Given a binary matrix, find out the maximum size square sub-matrix with all 1s.

0 1 0 1 0 1 
1 0 1 0 1 0 
0 1 1 1 1 0 
0 0 1 2 2 0 
1 1 1 2 3 1

the above given matrix is 5*6 ,

let n=5, be the rows of matrix .

m=6 ,be the columns of the matrix.

we will use dynamic programming :

take a dp(two dimensional array of size (n+1)*(m+1)) and fill the i=0 and j=0 row and colums with zeros.


if the matrix element is zero than fill  dp with zero,else if it is one take the min of  

matrix[i][j-1], matrix[i-1][j], matrix[i-1][j-1]

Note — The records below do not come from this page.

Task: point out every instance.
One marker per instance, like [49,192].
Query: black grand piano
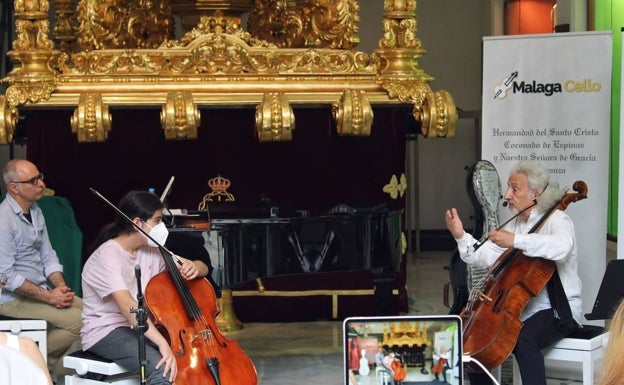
[303,267]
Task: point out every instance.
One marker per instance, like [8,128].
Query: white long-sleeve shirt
[555,241]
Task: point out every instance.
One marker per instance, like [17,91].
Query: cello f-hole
[181,352]
[499,296]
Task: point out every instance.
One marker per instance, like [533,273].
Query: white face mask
[159,233]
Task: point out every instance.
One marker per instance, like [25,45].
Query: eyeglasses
[33,180]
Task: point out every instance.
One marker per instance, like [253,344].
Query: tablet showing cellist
[539,232]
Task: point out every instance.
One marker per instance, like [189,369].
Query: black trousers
[539,331]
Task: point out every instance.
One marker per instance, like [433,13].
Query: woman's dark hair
[135,204]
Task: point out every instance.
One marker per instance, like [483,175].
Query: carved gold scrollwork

than just find the maximun element in the whole 2D array.


 dp filled in th above way is:

0 0 0 0 0 0 0 
0 0 1 0 1 0 1 
0 1 0 1 0 1 0 
0 0 1 1 1 1 0 
0 0 0 1 2 2 0 
0 1 1 1 2 3 1 




here is the c++ implementation:

#include <iostream>
using namespace std;

int main() { int t; cin>>t;
while(t--)
{ int n,m;
 cin>>n>>m;
 
 int dp[n+1][m+1];   int maxele=0;
 for(int i=0;i<n+1;i++)
 { 
     for(int j=0;j<m+1;j++)
     {
         if(i==0 || j==0)
         dp[i][j]=0;
         else
        { cin>>dp[i][j];
           
          if(dp[i][j]!=0)
          {
             int x= min(dp[i-1][j-1],dp[i-1][j]);
             dp[i][j]=min(dp[i][j-1],x)+1;
             
             maxele=max(dp[i][j],maxele);
          }
      
        }
         
     }
     
 }
   
 cout<<maxele<<endl;
 
 
}
	//code
	return 0;
}

here instead of difining a separate matrix we can directly take the input in dp 2D array.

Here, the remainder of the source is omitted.